Remote Function Inspector (Browser Extension POC)

This repository now includes a minimal Chromium extension that records request/response payloads for remote function calls.

What problem it solves

If your app calls remote functions from browser code and those requests become encrypted before they leave the page, a normal network inspector may only show encrypted bytes.
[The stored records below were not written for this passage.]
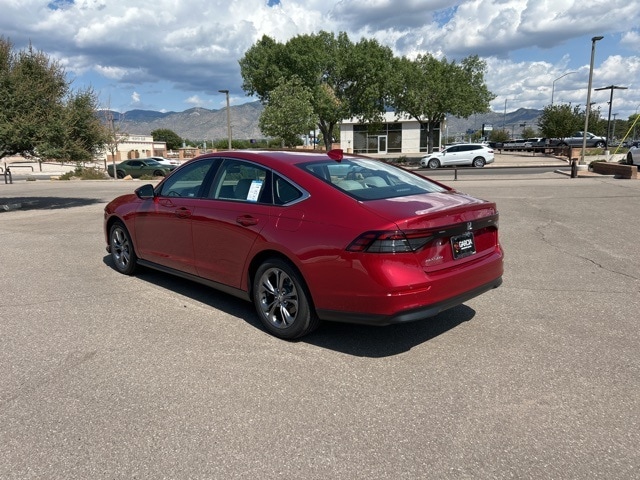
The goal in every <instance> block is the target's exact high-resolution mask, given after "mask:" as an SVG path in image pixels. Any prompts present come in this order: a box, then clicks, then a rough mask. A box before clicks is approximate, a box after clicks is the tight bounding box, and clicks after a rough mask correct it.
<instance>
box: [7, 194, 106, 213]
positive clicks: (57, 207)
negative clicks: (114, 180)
mask: <svg viewBox="0 0 640 480" xmlns="http://www.w3.org/2000/svg"><path fill="white" fill-rule="evenodd" d="M100 202H101V200H98V199H95V198H71V197H68V198H67V197H2V198H0V212H7V211H9V212H10V211H14V210H23V211H24V210H58V209H62V208H73V207H84V206H87V205H93V204H95V203H100Z"/></svg>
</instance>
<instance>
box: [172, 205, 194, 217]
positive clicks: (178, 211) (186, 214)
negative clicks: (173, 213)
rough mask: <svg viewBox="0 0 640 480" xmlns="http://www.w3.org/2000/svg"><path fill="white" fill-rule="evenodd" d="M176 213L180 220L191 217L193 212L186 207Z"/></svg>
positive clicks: (181, 207) (181, 208) (184, 207)
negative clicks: (191, 214) (180, 219)
mask: <svg viewBox="0 0 640 480" xmlns="http://www.w3.org/2000/svg"><path fill="white" fill-rule="evenodd" d="M174 213H175V215H176V217H178V218H189V217H190V216H191V210H189V209H188V208H185V207H181V208H179V209H177V210H176V211H175V212H174Z"/></svg>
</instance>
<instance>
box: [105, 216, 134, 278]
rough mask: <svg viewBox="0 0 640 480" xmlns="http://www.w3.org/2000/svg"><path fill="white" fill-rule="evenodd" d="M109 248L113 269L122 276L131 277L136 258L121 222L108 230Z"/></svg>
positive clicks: (133, 248)
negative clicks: (113, 267) (122, 274)
mask: <svg viewBox="0 0 640 480" xmlns="http://www.w3.org/2000/svg"><path fill="white" fill-rule="evenodd" d="M109 247H110V248H109V250H110V252H111V260H112V261H113V266H114V267H115V269H116V270H117V271H118V272H120V273H122V274H124V275H133V273H134V272H135V270H136V267H137V263H138V256H137V255H136V252H135V249H134V248H133V242H132V241H131V235H129V231H128V230H127V227H125V226H124V224H123V223H122V222H121V221H117V222H115V223H114V224H113V225H111V228H110V229H109Z"/></svg>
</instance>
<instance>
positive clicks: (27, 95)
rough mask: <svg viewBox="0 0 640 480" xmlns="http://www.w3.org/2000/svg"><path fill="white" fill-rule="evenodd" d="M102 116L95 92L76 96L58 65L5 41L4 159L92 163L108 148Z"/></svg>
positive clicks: (84, 92)
mask: <svg viewBox="0 0 640 480" xmlns="http://www.w3.org/2000/svg"><path fill="white" fill-rule="evenodd" d="M96 111H97V97H96V95H95V93H94V92H93V90H92V89H90V88H89V89H86V90H78V91H73V90H71V89H70V82H69V81H68V80H67V79H66V76H65V72H64V70H63V68H62V67H61V66H60V65H59V64H58V63H57V62H53V61H51V60H50V59H49V57H48V56H47V55H46V54H45V53H43V52H36V51H35V50H34V49H33V47H32V46H29V47H28V48H27V49H26V50H23V51H18V52H16V51H15V50H14V47H13V44H12V43H11V42H10V41H9V40H6V39H5V38H4V37H0V158H2V157H5V156H11V155H22V156H25V157H29V156H35V157H39V158H47V159H58V160H69V161H75V162H84V161H88V160H92V159H93V157H94V155H95V154H96V153H98V152H99V151H100V150H101V149H102V148H103V147H104V144H105V142H106V131H105V128H104V126H103V125H102V124H101V122H100V121H99V119H98V117H97V115H96Z"/></svg>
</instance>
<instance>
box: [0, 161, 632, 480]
mask: <svg viewBox="0 0 640 480" xmlns="http://www.w3.org/2000/svg"><path fill="white" fill-rule="evenodd" d="M489 173H490V172H487V175H486V176H485V175H483V176H481V177H474V178H473V179H472V180H462V181H456V182H448V183H449V184H450V185H453V186H455V187H456V188H458V189H459V190H462V191H465V192H468V193H470V194H472V195H475V196H480V197H483V198H488V199H491V200H494V201H496V202H497V204H498V207H499V209H500V214H501V218H500V231H501V240H502V243H503V245H504V248H505V252H506V263H505V268H506V271H505V276H504V284H503V285H502V286H501V287H500V288H499V289H496V290H494V291H492V292H489V293H487V294H485V295H482V296H480V297H477V298H475V299H473V300H471V301H469V302H468V303H467V304H465V305H462V306H460V307H457V308H454V309H451V310H449V311H447V312H445V313H443V314H441V315H440V316H438V317H436V318H433V319H429V320H425V321H423V322H418V323H413V324H408V325H399V326H392V327H385V328H373V327H363V326H353V325H343V324H325V325H323V326H322V327H321V328H320V329H319V330H318V331H317V332H315V333H313V334H312V335H310V336H309V337H306V338H304V339H303V340H301V341H298V342H285V341H281V340H278V339H276V338H274V337H271V336H269V335H268V334H266V333H265V332H264V331H263V330H262V329H261V327H260V325H259V323H258V321H257V319H256V318H255V316H254V313H253V309H252V307H251V305H249V304H246V303H244V302H242V301H240V300H237V299H235V298H233V297H229V296H226V295H224V294H221V293H217V292H215V291H212V290H210V289H208V288H206V287H203V286H200V285H196V284H193V283H188V282H185V281H182V280H179V279H176V278H173V277H169V276H166V275H163V274H161V273H157V272H151V271H146V272H143V273H141V274H140V275H138V276H136V277H125V276H122V275H119V274H118V273H117V272H116V271H115V270H114V269H113V268H111V266H110V263H109V259H108V257H107V254H106V251H105V248H104V246H105V245H104V237H103V233H102V209H103V207H104V205H105V203H106V202H107V201H108V200H110V199H111V198H113V197H114V196H116V195H118V194H120V193H123V192H129V191H131V190H133V188H135V187H136V186H138V185H140V183H139V182H123V181H119V182H115V181H101V182H100V181H98V182H92V181H87V182H82V181H73V182H63V181H48V180H37V181H33V182H27V181H22V182H16V183H14V184H13V185H5V184H2V183H0V204H5V205H8V204H12V205H18V204H20V205H21V208H15V209H10V210H9V211H2V212H0V272H1V273H2V275H1V277H0V478H2V479H25V478H46V479H89V478H91V479H95V478H110V479H113V478H202V479H232V478H233V479H256V478H261V479H262V478H264V479H275V478H279V479H293V478H304V479H423V478H434V479H435V478H439V479H471V478H473V479H476V478H477V479H487V478H498V479H500V478H531V479H540V478H557V479H585V478H602V479H614V478H615V479H636V478H639V477H640V449H639V448H638V445H640V355H639V352H640V329H639V328H638V321H639V319H640V256H639V255H638V246H637V238H638V233H639V232H640V215H638V212H639V206H640V182H638V181H632V180H616V179H613V178H608V177H589V178H576V179H571V178H569V177H568V176H566V175H558V174H554V173H546V174H522V175H514V176H512V177H504V176H500V177H499V179H495V178H493V177H491V176H490V174H489Z"/></svg>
This extension instruments browser APIs inside the page context to capture payloads at call time.

Important limitations

• If payloads are already encrypted before fetch/XMLHttpRequest, this extension will still see the encrypted payload unless you also hook your app's encryption layer.
• Do this only in environments where you have authorization (dev/test/staging).
• Response bodies are captured as text for inspection; binary data is truncated/ignored.

Quick start

1. Open chrome://extensions.
2. Enable Developer mode.
3. Click Load unpacked and select the extension/ folder.
4. Open your app tab and refresh it after loading the extension.
5. Open DevTools and use the Remote Inspector panel.
6. The popup can still show raw stored logs, but the DevTools panel is the main UI.

How it works

• content.js injects page-hook.js into the page's JS world.
• page-hook.js hooks browser requests and only captures /_app/remote/ calls.
• service_worker.js stores captured events.
• devtools.html / devtools-panel.html add a Remote Inspector DevTools panel.
• The DevTools panel also listens to DevTools network events for /_app/remote/ requests.
• Payload/result parsing is aligned with SvelteKit remote function encoding from ../kit/packages/kit/src/runtime/shared.js and server response handling from ../kit/packages/kit/src/runtime/server/remote.js.

Next enhancements

• Add filtering by domain/path.
• Add a "redact sensitive fields" map before storage.
• Hook app-specific crypto wrapper if needed (e.g. encryptPayload).